Beijing has been firming its grip on internet platforms in recent months, citing the risk of abusing market power to stifle competition, misuse of consumers’ information and violation of consumer rights, in a reversal after years of a more laissez-faire approach.
The country issued hefty fines to companies including e-commerce giant Alibaba Group (9988.HK) and social media company Tencent Holdings (0700.HK) as part of a widening crackdown and has vowed to draft new laws around technology innovation and monopolies.
On Tuesday, the State Administration for Market Regulation (SAMR) issued a set of draft regulations banning unfair competition and restricting the use of user data.
New York-listed shares of Alibaba , JD.com Inc and Baidu Inc fell between 2.9 percent and 3.5 percent in premarket trading.

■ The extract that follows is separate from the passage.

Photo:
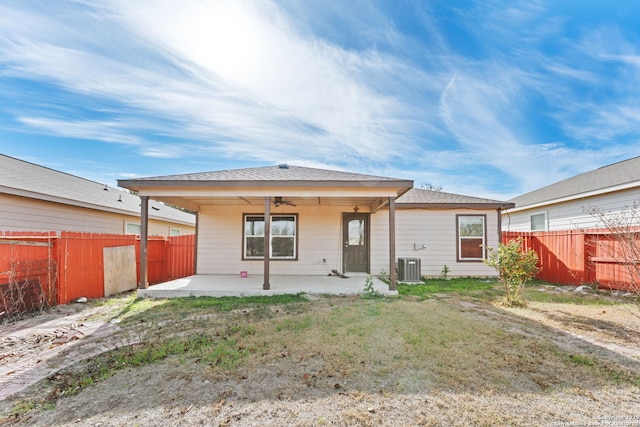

Tencent-backed online brokerage Futu Holdings (FUTU.O)slid 7 percent and was among the most actively traded stocks across U.S. exchanges, while peer UP Fintech Holding slipped 3 percent.
Tencent Music Entertainment Group (TME.N)shed 3.8 percent and was set to extend losses for a sixth straight session despite reporting better-than-expected earnings.
“The proposed regulations’ specificity evidences a clear set of priorities in setting the ‘rules of engagement’ for online competition,” said Michael Norris, research and strategy manager at Shanghai-based consultancy AgencyChina.
“If promulgated, the regulations will likely increase compliance burdens for transaction platforms, including e-commerce marketplaces and shoppable short video apps.”